El almuerzo era en la cafetería que el bufete tenía en la planta cuarenta y tres. Los de Scully & Pershing hablaban mucho de lo bien que se comía, de los magníficos chefs que la dirigían, de lo frescos que eran los alimentos que estos preparaban y de lo variado y digesto de los menús. Los junior eran libres de salir del edificio para ir a comer donde quisieran; no obstante, pocos se atrevían. Aunque las normas del bufete eran ampliamente publicadas, existían otras no escritas: entre ellas estaba la que decía que los recién incorporados no podían comer fuera salvo que fuera acompañando a un cliente a quien se pudiera presentar la factura. La mayoría de los socios utilizaban los servicios de la cafetería porque para ellos era importante dejarse ver con sus subalternos, presumir de buena cocina y, lo más importante, dar ejemplo comiendo en tan solo treinta minutos. La decoración era de estilo art decó, y estaba realizada con gusto. Aun así, el ambiente seguía recordando al de un comedor de prisiones.
Había un reloj en cada pared, y casi se podía oír el tictac de todos ellos.
Kyle y Dale se unieron a Tim Reynolds en una pequeña mesa situada junto a un gran ventanal desde donde se disfrutaba de fantásticas vistas a los rascacielos de al lado. Tim parecía hallarse en estado de shock: mirada vidriosa y extraviada, habla lenta y en voz baja.

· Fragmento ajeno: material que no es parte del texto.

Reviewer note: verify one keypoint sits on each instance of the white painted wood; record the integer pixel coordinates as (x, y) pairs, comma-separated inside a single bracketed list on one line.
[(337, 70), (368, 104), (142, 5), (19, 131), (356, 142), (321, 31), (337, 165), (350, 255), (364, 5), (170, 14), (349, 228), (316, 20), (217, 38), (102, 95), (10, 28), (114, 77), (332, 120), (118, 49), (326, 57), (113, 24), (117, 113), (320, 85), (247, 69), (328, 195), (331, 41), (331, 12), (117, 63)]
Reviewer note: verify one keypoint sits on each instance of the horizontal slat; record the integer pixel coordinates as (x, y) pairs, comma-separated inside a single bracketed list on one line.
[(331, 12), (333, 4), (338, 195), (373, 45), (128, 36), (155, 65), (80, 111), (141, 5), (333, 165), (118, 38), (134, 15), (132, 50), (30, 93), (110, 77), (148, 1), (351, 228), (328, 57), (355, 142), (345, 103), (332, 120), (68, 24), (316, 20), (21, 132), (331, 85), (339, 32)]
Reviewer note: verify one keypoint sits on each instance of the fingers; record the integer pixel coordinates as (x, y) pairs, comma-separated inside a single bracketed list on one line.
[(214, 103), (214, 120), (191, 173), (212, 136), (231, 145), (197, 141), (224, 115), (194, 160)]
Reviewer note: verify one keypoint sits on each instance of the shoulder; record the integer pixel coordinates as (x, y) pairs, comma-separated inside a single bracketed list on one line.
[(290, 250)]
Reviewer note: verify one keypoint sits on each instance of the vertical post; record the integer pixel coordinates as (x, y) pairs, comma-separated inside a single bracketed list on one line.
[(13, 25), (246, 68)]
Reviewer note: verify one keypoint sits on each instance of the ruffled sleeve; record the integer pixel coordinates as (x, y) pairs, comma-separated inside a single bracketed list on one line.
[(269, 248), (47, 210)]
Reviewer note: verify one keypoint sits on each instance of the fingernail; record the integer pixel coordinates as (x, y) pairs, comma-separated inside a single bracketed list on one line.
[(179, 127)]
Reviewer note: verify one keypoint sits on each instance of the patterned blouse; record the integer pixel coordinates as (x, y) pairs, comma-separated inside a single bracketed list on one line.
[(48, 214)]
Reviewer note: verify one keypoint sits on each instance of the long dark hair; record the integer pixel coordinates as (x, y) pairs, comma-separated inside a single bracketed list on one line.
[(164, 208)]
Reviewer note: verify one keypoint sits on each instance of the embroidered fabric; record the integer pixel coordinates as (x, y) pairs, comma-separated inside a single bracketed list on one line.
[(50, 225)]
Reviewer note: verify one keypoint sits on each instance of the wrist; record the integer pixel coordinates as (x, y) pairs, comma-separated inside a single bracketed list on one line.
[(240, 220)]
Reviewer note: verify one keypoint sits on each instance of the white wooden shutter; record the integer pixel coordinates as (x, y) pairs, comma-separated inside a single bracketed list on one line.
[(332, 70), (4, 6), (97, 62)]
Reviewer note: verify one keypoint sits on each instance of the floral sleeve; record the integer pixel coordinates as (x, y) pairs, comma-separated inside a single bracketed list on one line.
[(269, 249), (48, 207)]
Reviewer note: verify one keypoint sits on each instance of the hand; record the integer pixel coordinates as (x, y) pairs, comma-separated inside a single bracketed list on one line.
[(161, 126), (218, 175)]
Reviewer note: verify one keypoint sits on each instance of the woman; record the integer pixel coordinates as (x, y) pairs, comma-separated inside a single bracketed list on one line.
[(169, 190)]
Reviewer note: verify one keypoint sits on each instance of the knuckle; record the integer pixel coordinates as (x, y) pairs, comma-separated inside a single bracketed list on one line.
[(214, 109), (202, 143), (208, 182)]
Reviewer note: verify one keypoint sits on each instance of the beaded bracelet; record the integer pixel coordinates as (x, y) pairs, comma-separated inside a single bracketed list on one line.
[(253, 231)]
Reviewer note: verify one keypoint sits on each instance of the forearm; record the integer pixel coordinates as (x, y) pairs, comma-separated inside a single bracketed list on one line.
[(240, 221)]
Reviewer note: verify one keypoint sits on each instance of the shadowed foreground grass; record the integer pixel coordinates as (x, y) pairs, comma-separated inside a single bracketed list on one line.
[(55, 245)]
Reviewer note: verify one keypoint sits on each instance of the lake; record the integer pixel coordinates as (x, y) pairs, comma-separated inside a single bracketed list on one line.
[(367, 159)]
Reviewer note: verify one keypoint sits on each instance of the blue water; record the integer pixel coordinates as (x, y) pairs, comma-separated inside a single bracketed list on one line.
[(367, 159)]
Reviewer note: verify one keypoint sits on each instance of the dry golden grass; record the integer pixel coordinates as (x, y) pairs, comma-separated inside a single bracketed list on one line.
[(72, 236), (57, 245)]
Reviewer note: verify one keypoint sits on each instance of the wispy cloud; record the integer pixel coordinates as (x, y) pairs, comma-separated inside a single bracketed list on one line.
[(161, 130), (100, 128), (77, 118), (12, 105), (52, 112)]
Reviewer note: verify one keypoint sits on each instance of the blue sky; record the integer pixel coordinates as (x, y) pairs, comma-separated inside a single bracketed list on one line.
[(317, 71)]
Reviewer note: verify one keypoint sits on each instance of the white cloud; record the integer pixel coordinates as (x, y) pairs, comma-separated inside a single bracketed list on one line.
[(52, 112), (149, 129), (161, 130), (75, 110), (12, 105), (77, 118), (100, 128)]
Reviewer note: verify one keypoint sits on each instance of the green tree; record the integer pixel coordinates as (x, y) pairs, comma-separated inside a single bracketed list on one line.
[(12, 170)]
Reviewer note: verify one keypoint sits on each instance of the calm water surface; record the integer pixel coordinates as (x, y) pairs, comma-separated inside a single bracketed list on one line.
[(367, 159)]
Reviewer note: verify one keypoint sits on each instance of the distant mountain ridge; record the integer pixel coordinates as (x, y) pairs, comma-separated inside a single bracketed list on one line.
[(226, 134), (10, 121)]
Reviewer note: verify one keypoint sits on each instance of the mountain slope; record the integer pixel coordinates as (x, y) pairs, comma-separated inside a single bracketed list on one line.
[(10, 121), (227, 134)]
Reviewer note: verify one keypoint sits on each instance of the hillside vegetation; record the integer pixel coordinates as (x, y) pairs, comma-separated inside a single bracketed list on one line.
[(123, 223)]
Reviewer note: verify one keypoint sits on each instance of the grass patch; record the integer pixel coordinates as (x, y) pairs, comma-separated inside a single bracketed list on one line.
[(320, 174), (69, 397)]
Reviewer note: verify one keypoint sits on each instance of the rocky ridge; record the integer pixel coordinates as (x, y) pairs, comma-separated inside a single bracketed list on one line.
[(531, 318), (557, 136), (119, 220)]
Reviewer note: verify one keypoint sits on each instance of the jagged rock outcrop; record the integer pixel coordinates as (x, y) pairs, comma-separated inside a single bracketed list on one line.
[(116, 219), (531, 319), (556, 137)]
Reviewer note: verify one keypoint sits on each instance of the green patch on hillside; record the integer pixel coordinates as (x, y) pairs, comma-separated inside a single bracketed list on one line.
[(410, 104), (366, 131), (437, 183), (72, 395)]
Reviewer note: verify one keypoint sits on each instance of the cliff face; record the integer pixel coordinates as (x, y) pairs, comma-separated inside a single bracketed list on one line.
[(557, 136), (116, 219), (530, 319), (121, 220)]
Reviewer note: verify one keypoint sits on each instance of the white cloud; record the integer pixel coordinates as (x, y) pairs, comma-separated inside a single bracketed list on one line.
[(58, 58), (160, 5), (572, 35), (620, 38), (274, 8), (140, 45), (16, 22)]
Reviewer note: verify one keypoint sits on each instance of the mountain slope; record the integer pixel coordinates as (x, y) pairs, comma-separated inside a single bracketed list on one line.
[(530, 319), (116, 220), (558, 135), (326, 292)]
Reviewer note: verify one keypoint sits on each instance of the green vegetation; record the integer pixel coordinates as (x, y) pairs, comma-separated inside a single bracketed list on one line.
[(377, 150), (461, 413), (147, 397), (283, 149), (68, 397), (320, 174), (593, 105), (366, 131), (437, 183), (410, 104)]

Intercambiaron sus respectivas historias sobre los horrores de Revisión y Documentación y empezaron a hacer bromas sobre sus renuncias a proseguir la profesión de abogado. La comida resultó buena, aunque el almuerzo no era para comer, sino solo una excusa para alejarse de los documentos.
Sin embargo, no duró mucho. Cuando se levantaron acordaron encontrarse para tomar algo después del trabajo, la primera señal de vida de Dale, y volvieron a sus respectivos encierros. Dos horas más tarde, Kyle tenía alucinaciones y soñaba con sus días de gloria en Yale, cuando editaba la prestigiosa revista jurídica de la universidad desde su propio despacho y dirigía a una docena de brillantes estudiantes. Sus largas horas de trabajo allí se convertían en un producto acabado, en una importante revista que se publicaba ocho veces al año y era leída y consultada tanto por jueces como por abogados y eruditos. Entonces, su nombre había figurado en el encabezamiento, como editor. Muy pocos eran los estudiantes que recibían semejante honor. Durante todo un año había sido «el Hombre».
Por lo tanto, ¿cómo era posible que hubiera caído tan rápido y tan bajo?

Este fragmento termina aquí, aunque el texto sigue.